Hundreds of people in Los Angeles joined
protesters across the United States to stand against seed giant Monsanto on
"March Against Monsanto" protesters gathered at Pershing Square in downtown Los Angeles as part of an international effort to raise awareness of dangers posed by genetically modified (GM) food and its makers.
Cheryl Aichele, an activist who joined the protesters, blamed Monsanto of trying to hide the facts that crops grown with GM modified seeds have negative impacts on people's health.
"We want to stop GM crops, or at least get them labeled. We want to get more people aware of what's going on so we can come together to have healthy food. Our health is more important then their profits," said Aichele.
Monsanto's supporters claimed that the GM crops have increased agriculture production by nearly 100 billion dollars and prevented nearly 500 million kg of pesticides from being sprayed since it was put into use.
The debate has never stopped since the GM technology was first commercialized nearly two decades ago.
The United States is one of the leading producers of GM crops in the world. The top three GM crops grown in the country are soy, corn and cotton, according to the U.S. Department of Agriculture (USDA).
During the past 12 years, the percentage of acreage planted with GM crops soared to over 80 percent for each of the top three, said a USDA report.
Market watchers estimate that over 70 percent of processed foods in local supermarkets contain genetically modified ingredients.
The U.S. Food and Drug Administration does not require genetically modified foods or such ingredients to carry a label.

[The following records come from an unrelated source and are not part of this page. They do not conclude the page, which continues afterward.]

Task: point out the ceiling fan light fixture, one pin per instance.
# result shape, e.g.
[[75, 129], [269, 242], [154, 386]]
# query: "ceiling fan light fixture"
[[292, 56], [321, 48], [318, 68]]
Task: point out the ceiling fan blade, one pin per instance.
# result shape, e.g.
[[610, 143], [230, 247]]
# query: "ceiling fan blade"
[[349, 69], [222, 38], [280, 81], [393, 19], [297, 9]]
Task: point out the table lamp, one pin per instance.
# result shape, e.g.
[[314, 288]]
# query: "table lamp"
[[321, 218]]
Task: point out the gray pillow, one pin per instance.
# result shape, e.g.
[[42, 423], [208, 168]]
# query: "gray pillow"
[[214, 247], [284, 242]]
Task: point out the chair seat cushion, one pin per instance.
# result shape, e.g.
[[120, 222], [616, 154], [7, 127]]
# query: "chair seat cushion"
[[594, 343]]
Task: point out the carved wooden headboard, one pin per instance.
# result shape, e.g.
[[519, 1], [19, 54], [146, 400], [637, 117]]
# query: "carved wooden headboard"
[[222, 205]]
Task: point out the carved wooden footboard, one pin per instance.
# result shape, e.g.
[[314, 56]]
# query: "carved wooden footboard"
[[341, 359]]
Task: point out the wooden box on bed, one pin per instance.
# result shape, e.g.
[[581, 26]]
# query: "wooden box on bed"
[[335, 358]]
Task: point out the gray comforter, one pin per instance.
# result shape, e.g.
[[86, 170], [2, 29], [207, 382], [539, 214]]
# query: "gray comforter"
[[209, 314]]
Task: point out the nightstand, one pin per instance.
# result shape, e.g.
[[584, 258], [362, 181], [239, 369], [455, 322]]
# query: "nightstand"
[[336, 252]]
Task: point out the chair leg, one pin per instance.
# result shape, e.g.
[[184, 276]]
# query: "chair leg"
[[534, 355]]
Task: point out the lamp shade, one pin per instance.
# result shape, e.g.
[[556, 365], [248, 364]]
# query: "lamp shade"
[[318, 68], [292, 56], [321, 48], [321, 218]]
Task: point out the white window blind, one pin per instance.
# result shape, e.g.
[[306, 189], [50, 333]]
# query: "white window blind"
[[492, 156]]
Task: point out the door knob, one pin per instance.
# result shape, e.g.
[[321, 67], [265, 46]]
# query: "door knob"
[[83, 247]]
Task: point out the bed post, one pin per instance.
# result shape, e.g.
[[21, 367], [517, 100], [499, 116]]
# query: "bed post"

Organic food companies and some consumer groups are pushing for labels. "Food Democracy Now!" an organic food advocacy campaign, is asking followers to sign a petition calling for labeling of genetically modified products.
However, Julie Gunlock of the pro-free-market think tank the Independent Women's Forum, called the bill as good for "moms like me."
"If we're in a situation where farmers are forced to lose their crops, lose their entire harvests, that will raise prices. That ultimately harms me, the consumer, the mom," Gunlock told the press.
"We believe this technology has the potential for agricultural biotechnology in terms of gene control devices in plants," Jack Watson of Monsanto was quoted as saying.